If the expression of multiple genes is regulated by a common underlying factor such as a transcription factor or a miRNA, and this regulation exhibits genetic variation, then we expect that the gene expression among these genes in a set of genotypes from a mating design will also be correlated. Factor analysis on putative targets of miRNA control revealed that putative targets of the same miRNA often occurred on the same factor. The number of targets for each miRNA was small, and so we cannot conclude that the coexpression is greater than we would expect by chance. Nevertheless, this is the first opportunity to examine the correlation structure of these putative targets of miRNAs. We found that of the 203 genes identified as miRNA targets, there was evidence for 188 participating in at least one of the four factors. While four genes on factor 1 for body size (puc, Eh, mys, and bon), and nine additional candidate body size genes (Sh, Abd-B, trx, fng, qm, woc, Dr, and Cdk4) are putative targets of miRNAs [39], the resulting miRNA factors are uncorrelated with the factors for body size. One of the miRNA factors is associated with the body size phenotype.

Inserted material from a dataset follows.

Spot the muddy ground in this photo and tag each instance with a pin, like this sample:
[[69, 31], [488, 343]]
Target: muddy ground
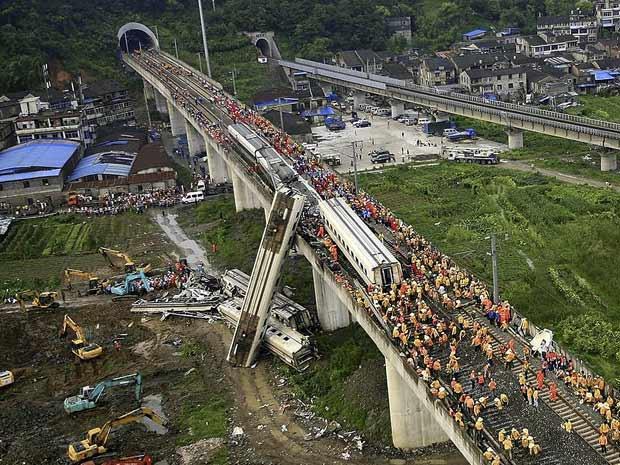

In summary, factor analysis, a technique developed to discover and model underlying mechanisms in complex social and psychiatric situations, seems to offer a reasonable middle ground for gaining understanding of coordinated gene expression. Our simulations show that when the number of underlying factors is larger than the sample size, it is not straightforward to recover the structure of the simulated data, although signal can be separated from noise. In contrast, target groups, even when the number of genes is large, can be used to identify several underlying regulatory mechanisms. In the case of body size for Drosophila, factor analysis offers an exciting opportunity to estimate gene networks, as relatively little is known about how genes involved in body size work together.